Quesiton
What book in the bible deals with wedding vows?
Answer
There is no passage in the Bible that deals with wedding vows as you hear them today. What passages there are that deal with marriage concern how long a couple should stay together and the reasons one spouse may “put away” (divorce) the other.
In Genesis 2, Moses wrote:
23And Adam said:
“This is now bone of my bones And flesh of my flesh; She shall be called Woman, Because she was taken out of Man.”
24Therefore a man shall leave his father and mother and be joined to his wife, and they shall become one flesh. The Holy Bible, New King James Version, (Nashville, Tennessee: Thomas Nelson, Inc.) 1982.
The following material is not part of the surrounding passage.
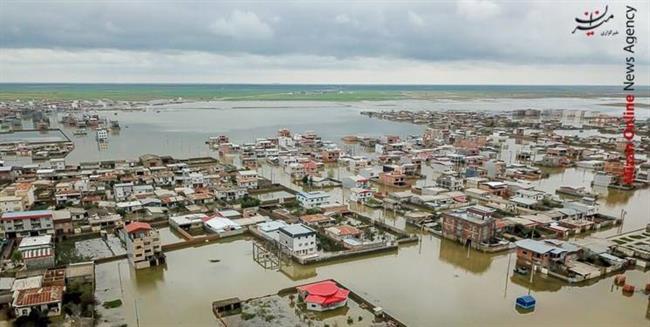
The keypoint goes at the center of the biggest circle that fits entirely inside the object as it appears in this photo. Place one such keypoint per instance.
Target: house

This was quoted again in the New Testament by Christ in Matthew 19:
1Now it came to pass, when Jesus had finished these sayings, that He departed from Galilee and came to the region of Judea beyond the Jordan. 2And great multitudes followed Him, and He healed them there. 3The Pharisees also came to Him, testing Him, and saying to Him, “Is it lawful for a man to divorce his wife for just any reason?” 4And He answered and said to them, “Have you not read that He who made them at the beginning ‘made them male and female,’ 5“and said, ‘For this reason a man shall leave his father and mother and be joined to his wife, and the two shall become one flesh’? 6“So then, they are no longer two but one flesh. Therefore what God has joined together, let not man separate.” 7They said to Him, “Why then did Moses command to give a certificate of divorce, and to put her away?” 8He said to them, “Moses, because of the hardness of your hearts, permitted you to divorce your wives, but from the beginning it was not so. 9“And I say to you, whoever divorces his wife, except for sexual immorality, and marries another, commits adultery; and whoever marries her who is divorced commits adultery.” The Holy Bible, New King James Version, (Nashville, Tennessee: Thomas Nelson, Inc.) 1982.
Basically, the wedding vows you hear today are founded on this belief, although the soaring divorce rate indicates that too many people don’t believe what they’re saying.